The iGPU will not create any anomalies in our testing as long as we practice consistent testing methods.


Corsair was kind enough to provide us with its Carbide series chassis. It provides excellent airflow and interior space and is a good reflection on current case design.

Thermal Paste

Noctua's NT-H1 thermal paste was selected as the paste of choice for a few key reasons. The thermal paste has been shown to provide excellent thermal conductivity allowing the heat sinks to better do its job. There is no observed curing time. That is, performance does not get any better over time. Any curing time could have introduced variables into the equation causing at best dubious results and at worst unreliable ones.


Ambient temperature will be kept at 25C for the duration of the tests and measured with a MicroTemp EXP non-contact infrared thermometer and cross referenced with the Sperry Digital 4 Point thermometer.
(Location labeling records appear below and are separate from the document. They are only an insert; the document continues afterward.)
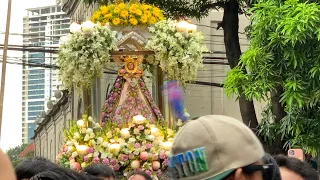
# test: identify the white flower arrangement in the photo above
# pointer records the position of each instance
(85, 55)
(179, 54)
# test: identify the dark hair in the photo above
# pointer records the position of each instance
(99, 170)
(59, 173)
(274, 172)
(146, 176)
(32, 166)
(299, 167)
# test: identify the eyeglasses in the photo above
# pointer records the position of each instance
(254, 168)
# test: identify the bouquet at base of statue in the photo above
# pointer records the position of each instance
(136, 146)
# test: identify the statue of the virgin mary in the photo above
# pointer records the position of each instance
(129, 96)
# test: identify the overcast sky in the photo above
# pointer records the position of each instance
(11, 125)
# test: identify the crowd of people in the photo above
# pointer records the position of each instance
(209, 148)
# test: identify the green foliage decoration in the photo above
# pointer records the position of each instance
(13, 154)
(284, 52)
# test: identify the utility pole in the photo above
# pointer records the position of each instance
(4, 62)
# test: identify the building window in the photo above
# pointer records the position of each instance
(36, 97)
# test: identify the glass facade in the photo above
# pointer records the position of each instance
(42, 23)
(31, 128)
(36, 90)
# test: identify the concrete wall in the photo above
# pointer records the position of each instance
(49, 134)
(199, 99)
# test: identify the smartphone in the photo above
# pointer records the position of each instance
(296, 153)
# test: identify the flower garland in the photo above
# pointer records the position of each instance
(85, 54)
(129, 14)
(179, 54)
(139, 145)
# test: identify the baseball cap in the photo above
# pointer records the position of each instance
(212, 147)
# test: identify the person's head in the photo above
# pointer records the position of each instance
(308, 157)
(294, 169)
(274, 172)
(100, 170)
(59, 173)
(217, 148)
(32, 166)
(139, 176)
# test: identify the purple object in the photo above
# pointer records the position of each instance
(175, 96)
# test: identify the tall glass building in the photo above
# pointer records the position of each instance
(42, 28)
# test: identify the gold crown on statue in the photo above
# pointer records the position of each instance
(131, 1)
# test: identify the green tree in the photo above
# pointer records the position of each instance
(282, 67)
(13, 154)
(230, 24)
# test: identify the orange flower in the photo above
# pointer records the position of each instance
(138, 12)
(144, 19)
(116, 21)
(122, 5)
(133, 21)
(124, 13)
(152, 20)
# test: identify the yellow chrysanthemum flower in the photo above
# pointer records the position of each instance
(152, 20)
(138, 12)
(147, 13)
(94, 17)
(144, 19)
(116, 21)
(108, 16)
(122, 5)
(124, 13)
(116, 10)
(133, 8)
(145, 7)
(133, 21)
(104, 10)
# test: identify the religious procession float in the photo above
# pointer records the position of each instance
(132, 134)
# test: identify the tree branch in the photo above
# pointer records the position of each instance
(215, 5)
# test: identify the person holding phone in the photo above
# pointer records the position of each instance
(311, 162)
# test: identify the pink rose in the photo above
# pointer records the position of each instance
(113, 162)
(102, 124)
(115, 95)
(124, 157)
(155, 157)
(116, 167)
(148, 146)
(106, 161)
(165, 162)
(75, 166)
(117, 85)
(155, 165)
(96, 160)
(144, 156)
(90, 150)
(162, 155)
(131, 156)
(137, 145)
(135, 164)
(148, 172)
(85, 159)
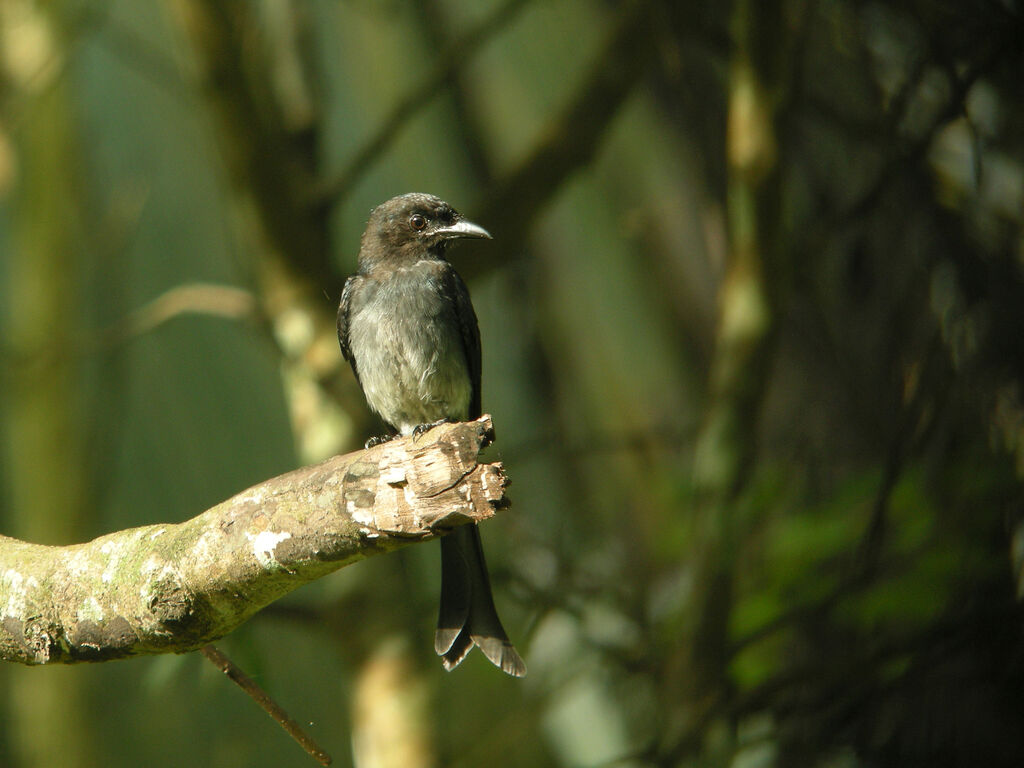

Any variance greater then 0.2C will halt the testing until temperatures return within spec for fifteen minutes.

If we are dealing with water cooling we will allow extra time for each test to give the water in the loop enough time to reach equilibrium.


Idle temperatures will be recorded after a twenty-five minute period of inactivity. Any fluctuation during the last sixty seconds will reset the timer for an additional five minutes.


Load temperatures will be recorded after a twenty-five minute period of 100% load. To obtain this load we will be using Prime95 v27.7 set to in-place large FFTs mode. In this way we can place a 100% load on CPU. Any fluctuation during the last sixty seconds will reset the timer for an additional five minutes.


Sound levels will be measured with a Reliability Direct AR824 sound meter from a distance of four feet. With everything turned off and the room completely silent the meter registered a sound level of 38dB(A). This is a very quiet room where a simple pin drop could be heard. All sound measurements are recorded in the very late evening to further reduce any ambient noise.